Assume two threads go through read lock block at same time, one of them will remove the key and add it back to front of queue, the other thread will fall through and wait for the write lock. Once the thread gets the write lock it will also add the key to the queue and now the key will be in the queue twice. Eventually the duplicate key might work its way to least used and get removed from the cache. At that point, all subsequent requests for that key will return null because the queue still has the key but the hash map doesn't have the value.

This is pretty serious b/c once it starts happening for a particular mime type, I think the application needs to be restarted.

bclozel commented 5 years ago

Reading your analysis, it seems we could fix that problem and even improve the performance by doing this:

public V get(K key) {
    this.lock.readLock().lock();
    try {
        if (this.queue.remove(key)) {
            this.queue.add(key);
            return this.cache.get(key);
        }
    }
    finally {
        this.lock.readLock().unlock();
    }
    this.lock.writeLock().lock();
    try {
        // retrying in case of concurrent reads on the same key
        if (this.queue.remove(key)) {
            this.queue.add(key);
            return this.cache.get(key);
        }
        if (this.queue.size() == this.maxSize) {
            K leastUsed = this.queue.poll();
            if (leastUsed != null) {
                this.cache.remove(leastUsed);
            }
        }
        V value = this.generator.apply(key);
        this.queue.add(key);
        this.cache.put(key, value);
        return value;
    }
    finally {
        this.lock.writeLock().unlock();
    }
}

In this case, we avoid adding again the same key and thus returning null when trying to fetch the value from the cache. As a consequence, we avoid re-generating and caching again the same MIME type (which should save CPU cycles). It is true that concurrent reads like this are likely to trigger more and more write locks and increase contention. I'm wondering if we should replace the LRU strategy with a Least Frequently Used strategy to improve throughput.

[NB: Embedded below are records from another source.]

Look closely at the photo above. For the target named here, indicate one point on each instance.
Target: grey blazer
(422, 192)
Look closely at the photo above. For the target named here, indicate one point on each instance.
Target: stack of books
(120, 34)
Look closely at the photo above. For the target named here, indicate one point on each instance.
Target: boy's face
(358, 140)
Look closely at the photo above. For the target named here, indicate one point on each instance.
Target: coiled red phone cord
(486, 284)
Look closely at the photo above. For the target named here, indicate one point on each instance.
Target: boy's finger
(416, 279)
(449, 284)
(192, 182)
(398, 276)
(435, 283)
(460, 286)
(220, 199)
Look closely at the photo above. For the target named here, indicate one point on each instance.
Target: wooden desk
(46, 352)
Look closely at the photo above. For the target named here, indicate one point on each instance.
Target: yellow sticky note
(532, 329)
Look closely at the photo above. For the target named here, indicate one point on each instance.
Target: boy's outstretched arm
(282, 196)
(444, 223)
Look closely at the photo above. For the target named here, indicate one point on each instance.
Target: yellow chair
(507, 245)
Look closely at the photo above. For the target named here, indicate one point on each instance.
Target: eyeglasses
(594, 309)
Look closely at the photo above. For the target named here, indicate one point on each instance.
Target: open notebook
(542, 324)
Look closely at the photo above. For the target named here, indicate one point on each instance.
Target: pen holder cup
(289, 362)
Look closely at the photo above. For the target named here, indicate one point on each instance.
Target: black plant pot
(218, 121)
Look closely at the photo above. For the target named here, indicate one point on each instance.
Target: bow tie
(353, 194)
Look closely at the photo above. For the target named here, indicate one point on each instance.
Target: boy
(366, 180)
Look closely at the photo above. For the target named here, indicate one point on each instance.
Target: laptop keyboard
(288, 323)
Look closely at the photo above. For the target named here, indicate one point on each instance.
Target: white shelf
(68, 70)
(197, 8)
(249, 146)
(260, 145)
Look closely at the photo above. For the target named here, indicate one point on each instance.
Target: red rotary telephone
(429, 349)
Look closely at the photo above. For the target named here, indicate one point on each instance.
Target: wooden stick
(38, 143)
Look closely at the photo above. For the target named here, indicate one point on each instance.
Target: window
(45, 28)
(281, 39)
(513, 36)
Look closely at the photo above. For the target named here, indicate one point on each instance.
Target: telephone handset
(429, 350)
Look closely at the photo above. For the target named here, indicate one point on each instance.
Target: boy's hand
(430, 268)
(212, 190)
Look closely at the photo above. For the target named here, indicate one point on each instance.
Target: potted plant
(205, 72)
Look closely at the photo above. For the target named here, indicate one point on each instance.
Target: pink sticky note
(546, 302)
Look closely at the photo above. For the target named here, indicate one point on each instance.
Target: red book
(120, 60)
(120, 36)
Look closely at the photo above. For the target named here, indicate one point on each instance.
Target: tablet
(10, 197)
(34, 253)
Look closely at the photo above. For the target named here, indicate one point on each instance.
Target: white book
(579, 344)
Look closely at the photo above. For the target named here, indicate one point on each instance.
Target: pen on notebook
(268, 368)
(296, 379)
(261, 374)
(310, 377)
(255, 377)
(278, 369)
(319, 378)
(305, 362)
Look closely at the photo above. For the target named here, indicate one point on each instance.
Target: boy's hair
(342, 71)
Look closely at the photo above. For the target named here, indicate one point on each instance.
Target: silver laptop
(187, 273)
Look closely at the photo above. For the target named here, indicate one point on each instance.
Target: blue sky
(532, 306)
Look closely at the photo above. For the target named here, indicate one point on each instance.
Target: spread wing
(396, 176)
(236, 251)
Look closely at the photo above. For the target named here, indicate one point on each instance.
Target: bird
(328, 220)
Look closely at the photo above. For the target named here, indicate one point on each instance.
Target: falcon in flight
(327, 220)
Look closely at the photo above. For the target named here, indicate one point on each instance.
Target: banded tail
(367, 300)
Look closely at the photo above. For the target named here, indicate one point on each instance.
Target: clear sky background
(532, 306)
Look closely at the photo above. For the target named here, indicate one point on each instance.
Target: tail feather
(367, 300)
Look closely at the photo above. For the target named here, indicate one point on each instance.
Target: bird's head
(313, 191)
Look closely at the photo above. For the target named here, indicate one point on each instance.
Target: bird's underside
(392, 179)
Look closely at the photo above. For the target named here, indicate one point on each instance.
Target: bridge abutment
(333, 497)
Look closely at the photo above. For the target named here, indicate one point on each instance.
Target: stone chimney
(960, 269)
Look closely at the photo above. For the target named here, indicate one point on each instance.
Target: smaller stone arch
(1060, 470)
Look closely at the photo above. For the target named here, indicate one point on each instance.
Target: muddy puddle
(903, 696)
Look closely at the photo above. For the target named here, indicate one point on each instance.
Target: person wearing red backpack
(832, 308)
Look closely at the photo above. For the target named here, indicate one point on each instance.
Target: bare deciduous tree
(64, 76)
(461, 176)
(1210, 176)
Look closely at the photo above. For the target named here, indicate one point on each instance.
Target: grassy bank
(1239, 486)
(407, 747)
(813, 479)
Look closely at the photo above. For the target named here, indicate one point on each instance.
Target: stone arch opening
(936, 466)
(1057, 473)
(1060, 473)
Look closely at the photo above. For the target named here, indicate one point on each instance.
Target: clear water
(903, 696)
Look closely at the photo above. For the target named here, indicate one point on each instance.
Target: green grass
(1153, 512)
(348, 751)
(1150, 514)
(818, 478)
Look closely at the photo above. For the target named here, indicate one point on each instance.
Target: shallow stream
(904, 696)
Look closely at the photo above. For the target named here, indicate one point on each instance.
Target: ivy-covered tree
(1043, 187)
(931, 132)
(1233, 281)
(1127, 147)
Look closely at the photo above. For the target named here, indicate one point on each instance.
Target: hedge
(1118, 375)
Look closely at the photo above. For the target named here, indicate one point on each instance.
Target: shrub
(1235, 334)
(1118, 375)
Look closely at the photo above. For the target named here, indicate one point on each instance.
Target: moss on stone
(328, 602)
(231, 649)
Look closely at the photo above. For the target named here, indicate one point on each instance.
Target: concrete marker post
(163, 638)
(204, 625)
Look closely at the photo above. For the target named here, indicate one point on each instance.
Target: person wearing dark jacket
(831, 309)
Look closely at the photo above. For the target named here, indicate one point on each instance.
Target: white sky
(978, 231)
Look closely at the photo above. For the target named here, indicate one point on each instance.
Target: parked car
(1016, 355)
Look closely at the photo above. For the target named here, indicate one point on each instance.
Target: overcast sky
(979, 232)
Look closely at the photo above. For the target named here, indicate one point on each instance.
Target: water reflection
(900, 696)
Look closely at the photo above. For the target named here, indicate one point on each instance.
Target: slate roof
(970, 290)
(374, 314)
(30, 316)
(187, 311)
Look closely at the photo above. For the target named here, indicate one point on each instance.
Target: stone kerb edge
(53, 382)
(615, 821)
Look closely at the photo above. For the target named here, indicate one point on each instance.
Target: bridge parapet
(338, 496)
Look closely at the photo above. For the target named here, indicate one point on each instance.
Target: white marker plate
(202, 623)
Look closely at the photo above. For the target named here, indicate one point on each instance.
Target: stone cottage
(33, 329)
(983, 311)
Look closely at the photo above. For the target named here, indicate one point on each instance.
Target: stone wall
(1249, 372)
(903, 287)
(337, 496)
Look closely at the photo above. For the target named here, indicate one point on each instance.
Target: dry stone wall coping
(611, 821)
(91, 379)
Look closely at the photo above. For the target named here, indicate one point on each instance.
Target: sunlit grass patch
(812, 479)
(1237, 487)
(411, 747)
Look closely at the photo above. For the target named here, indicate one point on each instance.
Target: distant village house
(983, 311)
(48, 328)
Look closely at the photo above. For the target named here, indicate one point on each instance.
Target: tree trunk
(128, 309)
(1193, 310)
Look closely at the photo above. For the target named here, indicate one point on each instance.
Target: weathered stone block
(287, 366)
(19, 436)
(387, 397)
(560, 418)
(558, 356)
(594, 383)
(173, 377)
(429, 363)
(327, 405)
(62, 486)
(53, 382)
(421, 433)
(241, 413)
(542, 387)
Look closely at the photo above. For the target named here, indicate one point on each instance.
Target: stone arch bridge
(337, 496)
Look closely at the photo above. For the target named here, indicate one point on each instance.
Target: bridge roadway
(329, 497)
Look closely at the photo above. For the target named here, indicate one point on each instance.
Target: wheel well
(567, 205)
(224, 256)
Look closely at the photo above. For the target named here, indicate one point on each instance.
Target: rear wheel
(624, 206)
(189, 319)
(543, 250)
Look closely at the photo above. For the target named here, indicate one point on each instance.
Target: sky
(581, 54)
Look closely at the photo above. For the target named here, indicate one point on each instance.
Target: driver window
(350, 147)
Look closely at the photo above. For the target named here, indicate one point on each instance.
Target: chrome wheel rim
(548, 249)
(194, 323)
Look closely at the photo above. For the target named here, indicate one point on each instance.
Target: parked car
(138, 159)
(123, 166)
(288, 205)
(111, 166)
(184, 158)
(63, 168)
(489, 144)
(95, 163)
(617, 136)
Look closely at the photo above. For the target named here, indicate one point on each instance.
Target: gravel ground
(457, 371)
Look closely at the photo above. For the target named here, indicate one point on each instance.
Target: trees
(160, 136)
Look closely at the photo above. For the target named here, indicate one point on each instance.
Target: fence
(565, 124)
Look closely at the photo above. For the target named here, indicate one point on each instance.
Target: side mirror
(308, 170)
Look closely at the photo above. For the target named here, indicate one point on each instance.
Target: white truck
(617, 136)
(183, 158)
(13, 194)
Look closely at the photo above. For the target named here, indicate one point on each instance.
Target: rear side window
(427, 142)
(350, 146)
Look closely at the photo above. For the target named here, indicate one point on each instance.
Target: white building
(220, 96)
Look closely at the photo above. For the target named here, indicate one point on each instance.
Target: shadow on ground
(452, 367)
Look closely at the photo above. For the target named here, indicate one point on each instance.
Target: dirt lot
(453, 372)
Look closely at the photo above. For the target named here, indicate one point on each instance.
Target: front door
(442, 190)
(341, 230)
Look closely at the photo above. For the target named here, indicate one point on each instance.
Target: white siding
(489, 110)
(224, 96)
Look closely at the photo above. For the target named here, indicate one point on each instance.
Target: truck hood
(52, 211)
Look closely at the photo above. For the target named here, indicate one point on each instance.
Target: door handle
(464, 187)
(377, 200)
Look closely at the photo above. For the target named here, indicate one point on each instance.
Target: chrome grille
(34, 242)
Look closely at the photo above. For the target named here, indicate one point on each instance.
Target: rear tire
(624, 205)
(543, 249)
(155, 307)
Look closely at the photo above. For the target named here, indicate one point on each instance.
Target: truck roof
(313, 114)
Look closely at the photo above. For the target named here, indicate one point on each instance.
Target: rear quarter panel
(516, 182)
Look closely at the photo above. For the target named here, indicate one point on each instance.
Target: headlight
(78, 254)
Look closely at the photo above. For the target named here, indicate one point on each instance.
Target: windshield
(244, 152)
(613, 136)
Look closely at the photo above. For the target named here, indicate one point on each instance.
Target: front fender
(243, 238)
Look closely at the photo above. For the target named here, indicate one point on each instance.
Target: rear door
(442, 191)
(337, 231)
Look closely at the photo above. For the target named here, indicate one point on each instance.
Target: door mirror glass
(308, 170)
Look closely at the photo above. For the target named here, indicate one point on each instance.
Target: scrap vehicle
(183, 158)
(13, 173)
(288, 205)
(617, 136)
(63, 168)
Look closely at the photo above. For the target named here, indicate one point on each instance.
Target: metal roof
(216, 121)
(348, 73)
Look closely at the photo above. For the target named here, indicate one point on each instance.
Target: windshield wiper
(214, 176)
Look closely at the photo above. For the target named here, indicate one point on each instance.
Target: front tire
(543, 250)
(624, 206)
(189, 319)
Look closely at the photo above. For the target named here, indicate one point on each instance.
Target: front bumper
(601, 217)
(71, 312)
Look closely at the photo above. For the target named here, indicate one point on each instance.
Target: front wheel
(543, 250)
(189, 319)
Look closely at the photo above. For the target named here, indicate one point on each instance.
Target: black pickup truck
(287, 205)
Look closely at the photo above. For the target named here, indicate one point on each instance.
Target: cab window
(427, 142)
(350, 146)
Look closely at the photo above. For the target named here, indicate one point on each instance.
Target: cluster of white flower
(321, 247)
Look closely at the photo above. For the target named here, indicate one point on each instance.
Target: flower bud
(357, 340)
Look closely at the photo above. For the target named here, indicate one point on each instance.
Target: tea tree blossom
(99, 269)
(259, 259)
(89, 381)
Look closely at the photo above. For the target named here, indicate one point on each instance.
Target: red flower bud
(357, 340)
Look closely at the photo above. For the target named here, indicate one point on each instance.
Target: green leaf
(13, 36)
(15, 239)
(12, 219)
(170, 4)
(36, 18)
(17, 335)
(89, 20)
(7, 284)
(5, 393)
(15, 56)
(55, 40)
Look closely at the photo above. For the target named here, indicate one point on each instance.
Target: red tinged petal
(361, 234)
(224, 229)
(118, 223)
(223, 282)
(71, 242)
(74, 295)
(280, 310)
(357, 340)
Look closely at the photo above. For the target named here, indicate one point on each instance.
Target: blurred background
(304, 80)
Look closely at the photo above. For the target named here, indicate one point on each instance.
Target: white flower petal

Thanks for the analysis, it's really useful - more importantly, thanks for using our milestones in a traffic-heavy environment, this is really helping the Spring community, especially for that type of issues.

bclozel commented 5 years ago

I've reproduced the issue in a JMH benchmark (increasing the thread count is essential). When concurrency is high, the LRU cache might yield lower throughput when compared to a parser without any cache. On the other hand, the allocation rate is much lower. When the concurrency is low, the cached version is at least 4x faster.

In the various web benchmarks that we previously ran, the cached version had a positive impact on the performance (throughput and especially latency); the contention and concurrency on this specific part is probably not as high as the JMH benchmark.

We could improve this even more by switching to a different parser implementation. I've tested a different parser implementation that's approx. +50% faster. When combined with a cache, there's not much difference anymore.

Since the LRU cache implementation is internal, we can still reconsider using a LFU cache instead.